Sua Santità il Dalai Lama

Ho pensato di parlarvi sulla questione Dolgyal. A dire il vero, ho già parlato molto e molte volte su questo argomento, e, quindi, la maggior parte di voi lo conosce. Non si tratta solo di conoscere il problema, ma anche, di rendersi conto dell’impatto per quanto riguarda in Tibet, che include la regione di U-Tsang con Lhasa come principale, giacche’ nella maggior parte del Dotoe e Domey esisteva un accordo di attendere le mie successive dichiarazioni sul problema e molti monasteri hanno compiuto lodevoli sforzi assumendosi la responsabilità d’evitare errori su cosa accettare e cosa rifiutare in questa materia. Tra i tibetani pure, c’è stata una simile assunzione di responsabilità, sforzandosi d’evitare errori su cosa accettare e cosa rifiutare. Per questo esprimo le mie lodi di apprezzamento e di gratitudine. In ogni caso, la questione rappresenta una seria preoccupazione per la nostra fede buddhista in generale e specificatamente per il governo del Tibet o Ganden Phodrang. Pertanto, poiché ciò che è stato fatto è per beneficiare il Tibet in generale e perché la maggior parte delle persone interessate sono state in grado di fare una scelta corretta tra accettare e rifiutare questa materia, ho sentito il bisogno di ringraziare per questo tutti voi. Questa attività che riguarda il benessere della nostra fede non deve iniziare e terminare come le campagne cinesi, che iniziano improvvisamente, spinte da una preoccupazione urgente, per poi, dopo un po’, affivolirsi, e svanire.

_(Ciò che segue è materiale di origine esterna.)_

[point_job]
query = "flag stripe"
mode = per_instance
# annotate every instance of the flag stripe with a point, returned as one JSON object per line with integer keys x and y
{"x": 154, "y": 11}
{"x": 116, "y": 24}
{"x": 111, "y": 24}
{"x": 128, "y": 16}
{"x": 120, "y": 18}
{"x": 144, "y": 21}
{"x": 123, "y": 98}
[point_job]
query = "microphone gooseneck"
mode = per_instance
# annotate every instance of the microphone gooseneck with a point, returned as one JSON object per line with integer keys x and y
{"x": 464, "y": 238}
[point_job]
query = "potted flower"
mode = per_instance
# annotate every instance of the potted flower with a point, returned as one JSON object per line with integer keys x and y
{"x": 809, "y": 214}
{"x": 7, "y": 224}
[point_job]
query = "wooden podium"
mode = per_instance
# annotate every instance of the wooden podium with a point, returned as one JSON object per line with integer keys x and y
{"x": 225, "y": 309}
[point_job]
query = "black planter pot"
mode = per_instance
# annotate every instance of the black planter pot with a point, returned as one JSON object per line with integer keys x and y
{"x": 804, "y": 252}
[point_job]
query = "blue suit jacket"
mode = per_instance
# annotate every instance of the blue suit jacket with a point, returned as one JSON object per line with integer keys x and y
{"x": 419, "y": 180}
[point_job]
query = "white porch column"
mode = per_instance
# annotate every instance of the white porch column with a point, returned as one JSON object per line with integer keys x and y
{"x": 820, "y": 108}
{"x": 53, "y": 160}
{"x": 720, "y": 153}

Dovremmo essere in grado di portare a buon fine il lavoro che abbiamo iniziato, anche su questo problema.

Perciò, inizialmente ho usato la mia intelligenza per riflettere sugli aspetti che erano esternamente manifesti. Per quanto riguarda gli aspetti segreti, e quindi non fisicamente manifesti, ho effettuato esami, invocando la gentilezza e l’azione dei Tre preziosi Gioielli, la versione definitiva di ogni conoscenza autentica. La questione di Dolgyal Shugden è troppo segreta. Prima infine di prendere una decisione sulla sua accettabilità ho quindi effettuato un esame approfondito su di essa, sia nei suoi aspetti esterni che interni. Non è stato, pertanto, affatto per caso che ho preso la decisione di rifiutare una materia su cui ho potuto raggiungere una conclusione sulla base del mio giudizio personale. Sono rallegrato dal fatto che, sia i laici che i religiosi ordinati, hanno mostrato interesse in tutto ciò ed hanno fatto una scelta corretta di cosa accettare e di cosa rifiutare.

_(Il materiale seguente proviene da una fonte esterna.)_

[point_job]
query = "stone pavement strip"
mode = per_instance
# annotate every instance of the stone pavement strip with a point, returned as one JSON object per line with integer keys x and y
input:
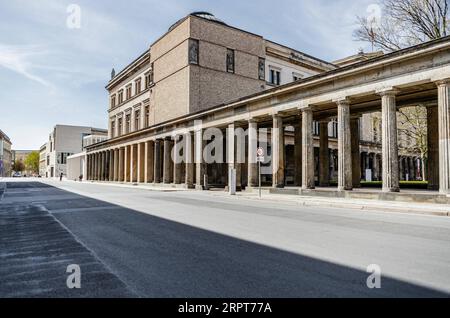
{"x": 35, "y": 250}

Vi sono, tuttavia, alcune persone che fingono di non aver sentito quello che hanno sentito, soprattutto, ci sono ancora alcuni casi in cui sento che alcuni deliberatamente praticano e diffondono Dolgyal. Per quanto li riguarda, tutti gli interessati dovrebbero pensare con grande cautela. Per citare nomi specifici in Tibet, ci sono alcuni monasteri locali in Chamdo, con l’abate del monastero di Chamdo. Sento che là ci sono persone che stanno ancora intensificando i loro sforzi per diffondere la pratica nefasta di Dolgyal Shugden: nella regione di Dragyab, nel Monastero di Dragyab e nella regione di Markham. Inoltre, sento che ci sono persone che deliberatamente coltivano e diffondono la pratica. Denma Gonsar scomparve l’anno scorso. Nella regione in cui ha vissuto, ci sono persone che continuano a diffondere la pratica di Dolgyal. Nella regione di Rawatoe nel Nyethang, tra i monaci e le monache provenienti da Lhasa a Markham, Dragyab, ecc, ci sono persone che diffondono la pratica. Ci sono monaci della regione di Markham che hanno seguito la loro tradizione di aderire al tempio do Ramoche a Lhasa, dove si sta tuttora propagando la pratica di Dolgyal.

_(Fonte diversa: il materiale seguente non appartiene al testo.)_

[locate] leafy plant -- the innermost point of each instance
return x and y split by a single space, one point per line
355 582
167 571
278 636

Comunque stiano le cose, se queste persone si sono volutamente impegnate in azioni negative verso la gratitudine che dobbiamo ai successivi Dalai Lama, ed in tal modo consapevolmente non hanno mostrato altro che disprezzo per le cause politiche e religiose del Tibet e la gentilezza del Dalai Lama, non ho suggerimenti da offrire loro. Se, tuttavia, sto ribadendo la mia enfasi sulla questione, è perché abbiamo bisogno di esprimere tutta la compassione verso costoro, se del caso, che non conoscono il problema, o che non ne hanno sentito parlare, o che, per ignoranza, hanno commesso un grave errore, o che sono stati portati fuori strada da altri. Tutti coloro che sanno su questo problema hanno il dovere di fornire spiegazioni e, quindi, d’assicurare la conformità adeguata per quanto riguarda cosa accettare e cosa rifiutare. Anch’io considero questo come un dpvere molto importante.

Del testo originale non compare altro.